Brown’s exquisite details and depth of knowledge are impressive. I felt like I rode with him, experienced handling the horses, suffered from the unrelenting cold, and put up with an Army that followed orders dictated by those who didn’t understand the situation. His knowledge of the Indian way of life was fascinating in its authenticity.

Cavalry Scout is a classic and has spurred my interest in reading Brown’s other works. I highly recommend this novel.

Book Review: Unsaid

Neil Abramson’s poignant novel, Unsaid, is told by Helena Colden, 37, a veterinarian who recently died of cancer. Her lawyer husband, David, is left with the care of his wife’s animals: three dogs, six cats, two horses and a pig. The animals were her passion, but David feels an obligation to carry on with their care.

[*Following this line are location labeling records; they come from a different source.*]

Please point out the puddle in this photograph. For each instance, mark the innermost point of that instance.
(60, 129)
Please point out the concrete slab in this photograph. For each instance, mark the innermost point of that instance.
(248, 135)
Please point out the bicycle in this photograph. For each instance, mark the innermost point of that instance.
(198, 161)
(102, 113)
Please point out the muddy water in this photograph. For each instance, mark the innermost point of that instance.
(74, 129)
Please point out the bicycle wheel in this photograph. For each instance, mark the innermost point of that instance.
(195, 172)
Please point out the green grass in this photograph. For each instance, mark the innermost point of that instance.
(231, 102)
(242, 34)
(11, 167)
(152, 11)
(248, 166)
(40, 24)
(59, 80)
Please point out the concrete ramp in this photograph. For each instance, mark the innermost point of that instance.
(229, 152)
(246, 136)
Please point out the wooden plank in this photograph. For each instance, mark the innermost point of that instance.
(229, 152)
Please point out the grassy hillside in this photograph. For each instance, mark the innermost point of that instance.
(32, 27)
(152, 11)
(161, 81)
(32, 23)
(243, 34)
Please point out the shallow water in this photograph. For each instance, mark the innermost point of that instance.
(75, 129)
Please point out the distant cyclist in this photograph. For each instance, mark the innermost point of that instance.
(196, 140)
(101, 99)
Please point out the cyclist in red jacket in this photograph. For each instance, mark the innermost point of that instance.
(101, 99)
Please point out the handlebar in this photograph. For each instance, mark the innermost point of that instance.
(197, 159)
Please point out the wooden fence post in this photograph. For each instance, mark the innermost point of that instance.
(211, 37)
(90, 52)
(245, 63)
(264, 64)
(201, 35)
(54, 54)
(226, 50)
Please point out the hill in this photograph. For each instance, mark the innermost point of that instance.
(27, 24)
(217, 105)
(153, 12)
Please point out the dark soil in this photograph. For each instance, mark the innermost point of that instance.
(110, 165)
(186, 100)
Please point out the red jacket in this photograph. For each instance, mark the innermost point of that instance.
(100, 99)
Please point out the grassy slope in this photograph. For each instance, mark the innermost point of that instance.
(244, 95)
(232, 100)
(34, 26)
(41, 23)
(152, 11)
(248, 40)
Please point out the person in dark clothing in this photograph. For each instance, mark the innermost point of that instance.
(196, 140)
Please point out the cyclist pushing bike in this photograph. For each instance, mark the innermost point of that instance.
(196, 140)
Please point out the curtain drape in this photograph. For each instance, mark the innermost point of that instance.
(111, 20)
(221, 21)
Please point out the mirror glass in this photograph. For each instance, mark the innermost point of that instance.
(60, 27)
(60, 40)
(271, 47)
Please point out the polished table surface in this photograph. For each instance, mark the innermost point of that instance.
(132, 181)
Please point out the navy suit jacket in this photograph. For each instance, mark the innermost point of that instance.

Jaycee, a friend and colleague of Helena’s, asks David to defend her and Cindy, a chimpanzee, against the Center for Advanced Primate Studies. Jaycee has taught the chimp how to communicate through sign language and other aids. The Center feels the study has failed and plans to return Cindy to the primate population for other experimental work, likely to test human diseases.

Still grieving, David is overwhelmed with obligations to his law practice, running the household, and now being asked to take on a questionable case of animal rights. Out of respect for Helena, he consents to defend Jaycee and the chimp, Cindy.

This story is told from an interesting point of view, that of a deceased person who can be everywhere at once, one who sees and hears all.

This novel touched my heart with the many animal scenes, particularly those with a little autistic boy, the son of David’s newly acquired housekeeper. If you are an animal lover, this is a book for you. I have had and loved animals all my life and this book was balm for my soul. I thoroughly enjoyed Unsaid and highly recommend it.